Five a-side Football Workout

25/10/2017
Sam

These Workout exercises will help you to build a foundation of strength, increase leg power in order to jump higher and sprint faster, and build core stability to hold off opponents and reduce injury through impact. Do three sets of each exercise, resting for 60 seconds between sets. As you progress, look to reduce the number of reps (apart from for the box jump) and increase the weights you lift (or the height you jump for the box jump). After eight weeks, you should be lifting between three and five reps. Use a weight that takes you almost to failure in the final rep so you force your muscles to work hard and grow back stronger.
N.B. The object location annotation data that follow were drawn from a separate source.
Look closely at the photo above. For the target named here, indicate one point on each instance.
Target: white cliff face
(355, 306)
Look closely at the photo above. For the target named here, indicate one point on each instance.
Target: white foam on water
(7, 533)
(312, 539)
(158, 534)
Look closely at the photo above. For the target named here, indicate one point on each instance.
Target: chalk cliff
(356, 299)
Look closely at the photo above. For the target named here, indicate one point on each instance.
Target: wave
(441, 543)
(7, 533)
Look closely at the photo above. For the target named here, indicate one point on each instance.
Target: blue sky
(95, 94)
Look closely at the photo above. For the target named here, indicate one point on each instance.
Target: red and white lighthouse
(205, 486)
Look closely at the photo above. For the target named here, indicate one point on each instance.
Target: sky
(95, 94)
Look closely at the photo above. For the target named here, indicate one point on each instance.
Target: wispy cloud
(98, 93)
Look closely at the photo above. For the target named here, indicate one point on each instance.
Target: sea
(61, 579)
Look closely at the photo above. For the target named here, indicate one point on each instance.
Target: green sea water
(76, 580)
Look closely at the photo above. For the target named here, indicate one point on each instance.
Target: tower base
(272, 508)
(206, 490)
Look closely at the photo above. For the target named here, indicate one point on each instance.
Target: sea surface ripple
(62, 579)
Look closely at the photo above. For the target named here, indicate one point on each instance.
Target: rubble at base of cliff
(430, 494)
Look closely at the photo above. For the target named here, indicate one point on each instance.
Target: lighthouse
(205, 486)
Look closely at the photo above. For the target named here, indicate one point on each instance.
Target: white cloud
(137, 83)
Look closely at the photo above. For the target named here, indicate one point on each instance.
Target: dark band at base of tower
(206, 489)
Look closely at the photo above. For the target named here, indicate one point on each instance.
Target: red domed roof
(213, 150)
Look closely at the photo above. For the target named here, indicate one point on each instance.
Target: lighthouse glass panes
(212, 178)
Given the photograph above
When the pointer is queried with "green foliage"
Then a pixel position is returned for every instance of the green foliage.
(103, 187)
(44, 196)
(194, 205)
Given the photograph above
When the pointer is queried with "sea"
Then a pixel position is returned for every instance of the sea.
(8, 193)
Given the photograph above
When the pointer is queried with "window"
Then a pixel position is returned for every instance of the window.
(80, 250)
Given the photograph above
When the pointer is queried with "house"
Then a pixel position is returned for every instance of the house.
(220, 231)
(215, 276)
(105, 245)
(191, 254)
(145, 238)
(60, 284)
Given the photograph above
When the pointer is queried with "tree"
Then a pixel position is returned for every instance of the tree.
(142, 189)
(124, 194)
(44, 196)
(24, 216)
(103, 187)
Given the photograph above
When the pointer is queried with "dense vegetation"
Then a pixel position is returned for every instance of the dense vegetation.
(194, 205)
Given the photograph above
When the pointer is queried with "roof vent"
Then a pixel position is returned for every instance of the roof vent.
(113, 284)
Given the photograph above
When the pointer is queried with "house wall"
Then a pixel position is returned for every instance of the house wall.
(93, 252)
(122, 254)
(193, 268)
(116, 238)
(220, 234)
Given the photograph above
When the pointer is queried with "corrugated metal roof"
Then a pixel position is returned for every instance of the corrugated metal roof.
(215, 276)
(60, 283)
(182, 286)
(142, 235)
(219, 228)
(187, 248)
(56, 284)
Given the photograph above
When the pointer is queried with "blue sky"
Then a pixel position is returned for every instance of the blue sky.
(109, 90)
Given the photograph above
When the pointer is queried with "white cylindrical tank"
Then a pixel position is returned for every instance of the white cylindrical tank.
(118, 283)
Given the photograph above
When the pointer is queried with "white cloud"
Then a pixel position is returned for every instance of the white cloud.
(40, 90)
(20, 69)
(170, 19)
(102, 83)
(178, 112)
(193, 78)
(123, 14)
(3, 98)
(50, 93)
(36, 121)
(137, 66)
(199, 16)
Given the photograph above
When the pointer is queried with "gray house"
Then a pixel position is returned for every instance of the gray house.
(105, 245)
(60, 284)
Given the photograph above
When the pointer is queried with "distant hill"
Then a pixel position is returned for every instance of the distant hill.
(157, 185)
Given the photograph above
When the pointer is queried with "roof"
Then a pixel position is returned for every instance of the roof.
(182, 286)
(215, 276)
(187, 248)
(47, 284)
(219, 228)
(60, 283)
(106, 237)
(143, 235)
Record what you’re lifting for each exercise throughout each session to track your progress.

1 – The Box Jump (both feet together jumping onto a box or step) –                                                                                                                                 Beginner: 5 reps
Intermediate: 5 reps (landing on one leg)
Advanced: 5 reps (single-leg box jump)

2 – Squats –                                                                                                                   Beginner: 10 reps (unweighted)
Intermediate: 10 reps (dumbbells)
Advanced: 10 reps (barbell)

3 – Alternating Step Up (stepping up onto a box or step with alternate feet) –                                                                                                                           Beginner: 10 reps (unweighted)
Intermediate: 10 reps (dumbbells)
Advanced: 10 reps (barbell)

4 – Bench Press –                                                                                                               Beginner: 10 reps (low weight)
Intermediate: 10 reps (medium weight)
Advanced: 10 reps (high weight)

5 – Wide Grip Pull Up (hands apart, using a bar to pull up) –                                Beginner: 8 reps (band assisted)
Intermediate: 8 reps (unweighted)
Advanced: 8 reps (weighted)

6 – Lunge & Twist ( lunge forward onto one leg whilst twisting your body in the direction of the foreleg) –                                                                                                     Beginner: 8 reps (bodyweight)
Intermediate: 8 reps (light ball)
Advanced: 8 reps (heavy ball)

The hamstrings are the most important muscles in a footballer’s body, both for speed and power when striking the ball. Players commonly pull up with injuries to the backs of their legs, which is often due to an ineffective warm-up. Prepare your body properly with dynamic stretches of your calves, thighs and back and do short sprints, building up to your maximum, before playing. Five-a-side is mostly played at night so this is especially important on cold winter evenings.